Decarbonising the agriculture sector is a complex and multifaceted challenge. Agriculture is heavily reliant on fossil fuels for energy, from fuelling farm machinery to providing heat and electricity. Decarbonising the sector will require a range of solutions that address both the direct and indirect emissions associated with agriculture. It will also require a coordinated effort from farmers, policymakers, and industry stakeholders to transition to low-carbon farming practices, develop and implement new technologies, and build more sustainable supply chains. This article discusses the potential for biodiesel and renewable diesel as alternative fuels for the transition.

The Australian agriculture, fisheries, and forestry sector consumes approximately 2.6 billion liters of petroleum diesel fuel each year, representing just below 10% of the sector’s greenhouse gas (GHG) emissions.
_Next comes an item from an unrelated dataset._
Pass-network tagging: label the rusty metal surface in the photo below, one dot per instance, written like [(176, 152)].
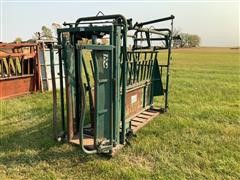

Diesel is used to fuel stationary pumps, generators, heaters, as well as mobile machinery, while marine diesel fuels fishing trawlers. The transition from petroleum diesel fuel is driven by more than a demand for sustainability, the economic and fuel security drivers are also important. However, the transition away from diesel fuel use is a significant challenge that requires a coordinated effort to replace diesel equipment and transition the on-farm energy infrastructure, as well as energy systems and skills in communities and across regions.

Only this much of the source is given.